Coches mal aparcados, toldos y mesas complican cualquier actuación urgente en las casetas
20 oct 2017 . Actualizado a las 05:00 h.Un conocido exdirectivo del Breogán sufrió ayer una lesión al caer en las escaleras de las cuestas del parque, casi al lado de las casetas del pulpo. Fue necesario su rescate en ambulancia. Y el panorama fue este: más de veinte coches mal aparcados en el acceso a los comedores, mesas y taburetes en el camino y, por si fuera poco, los toldos de las pulpeiras abiertos. «Esta ambulancia non pasa para o “pulpo” nin de coña», dijo un paisano que se encontró con el vehículo sanitario en García Portela y estaba viendo la «feira» de coches mal estacionados mientras la Policía Local estaría en otro lugar.
El conductor de la ambulancia dispuso de muy poco espacio para poder mover el vehículo pero, finalmente, entró sin grandes dificultades. Para la salida, un pulpeiro tuvo que dedicarse a recoger los toldos que estaban abiertos. El vehículo pudo salir finalmente por la Calle Frei Plácido, que durante las fiestas estuvo cortada en su tramo final.

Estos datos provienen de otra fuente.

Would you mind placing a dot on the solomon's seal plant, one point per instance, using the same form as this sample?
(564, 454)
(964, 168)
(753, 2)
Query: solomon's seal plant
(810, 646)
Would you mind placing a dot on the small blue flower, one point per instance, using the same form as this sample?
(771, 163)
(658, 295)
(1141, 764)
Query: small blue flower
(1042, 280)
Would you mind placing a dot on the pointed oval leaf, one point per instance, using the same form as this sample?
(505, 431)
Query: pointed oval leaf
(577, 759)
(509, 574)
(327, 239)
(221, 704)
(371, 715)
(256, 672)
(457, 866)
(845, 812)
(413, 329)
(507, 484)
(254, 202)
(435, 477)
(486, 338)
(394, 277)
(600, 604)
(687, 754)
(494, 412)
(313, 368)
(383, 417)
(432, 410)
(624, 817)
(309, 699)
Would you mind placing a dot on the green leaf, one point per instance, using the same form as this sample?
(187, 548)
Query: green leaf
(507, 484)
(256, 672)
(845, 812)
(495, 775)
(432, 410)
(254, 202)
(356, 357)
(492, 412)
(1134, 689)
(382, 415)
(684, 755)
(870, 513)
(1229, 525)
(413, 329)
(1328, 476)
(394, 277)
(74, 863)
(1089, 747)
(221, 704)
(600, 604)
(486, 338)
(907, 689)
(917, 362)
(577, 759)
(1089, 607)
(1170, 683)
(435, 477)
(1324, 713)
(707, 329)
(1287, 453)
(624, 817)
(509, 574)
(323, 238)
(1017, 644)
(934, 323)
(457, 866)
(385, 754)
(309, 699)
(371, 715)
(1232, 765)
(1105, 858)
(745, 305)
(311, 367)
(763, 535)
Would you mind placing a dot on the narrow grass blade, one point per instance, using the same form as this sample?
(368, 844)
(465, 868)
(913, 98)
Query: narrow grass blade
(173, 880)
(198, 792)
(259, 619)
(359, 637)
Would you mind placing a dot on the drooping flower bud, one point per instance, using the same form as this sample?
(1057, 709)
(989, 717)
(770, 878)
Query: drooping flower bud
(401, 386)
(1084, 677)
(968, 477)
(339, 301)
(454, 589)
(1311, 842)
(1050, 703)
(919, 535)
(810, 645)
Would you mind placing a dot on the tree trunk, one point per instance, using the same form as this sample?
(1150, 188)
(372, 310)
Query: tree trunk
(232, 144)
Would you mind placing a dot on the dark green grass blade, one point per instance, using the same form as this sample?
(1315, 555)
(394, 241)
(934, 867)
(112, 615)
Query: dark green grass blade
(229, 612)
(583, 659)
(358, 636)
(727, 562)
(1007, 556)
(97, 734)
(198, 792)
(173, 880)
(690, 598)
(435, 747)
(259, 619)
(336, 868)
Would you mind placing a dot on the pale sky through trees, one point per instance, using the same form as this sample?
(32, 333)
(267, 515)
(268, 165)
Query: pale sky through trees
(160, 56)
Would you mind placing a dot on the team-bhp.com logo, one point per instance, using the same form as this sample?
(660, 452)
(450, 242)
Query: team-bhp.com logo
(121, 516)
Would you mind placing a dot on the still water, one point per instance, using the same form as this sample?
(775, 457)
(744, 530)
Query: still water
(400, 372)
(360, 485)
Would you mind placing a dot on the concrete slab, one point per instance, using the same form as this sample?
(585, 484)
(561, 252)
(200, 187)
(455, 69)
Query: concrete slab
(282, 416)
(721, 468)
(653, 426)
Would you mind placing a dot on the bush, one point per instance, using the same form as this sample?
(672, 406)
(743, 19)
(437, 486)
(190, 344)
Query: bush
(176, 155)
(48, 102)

El Concello establece normas drásticas en cuanto a medidas de las casetas y de las atracciones, pero falla estrepitosamente en garantizar la seguridad de quienes acuden a ellas. El año pasado una ambulancia tuvo grandes dificultades para rescatar a una persona que se encontraba indispuesta porque algunos adjudicatarios habían llenado todos los espacios libres de mesas al aire libre. El Concello ordenó retirarlas, pero no mejoró la situación. Una evacuación, o incluso la intervención de los bomberos puede, resultar extremadamente complicada.
«Nunca consentimos que los coches aparcaran de esta manera. En esta ocasión entró la ambulancia. ¿Y sino lo consiguiese?», planteó un concejal de la época de Joaquín García Díaz, que fue testigo de lo que había ocurrido.
Finalmente, el exdirectivo breoganista, al que ya había revisado un médico amigo, fue llevado a un centro asistencial.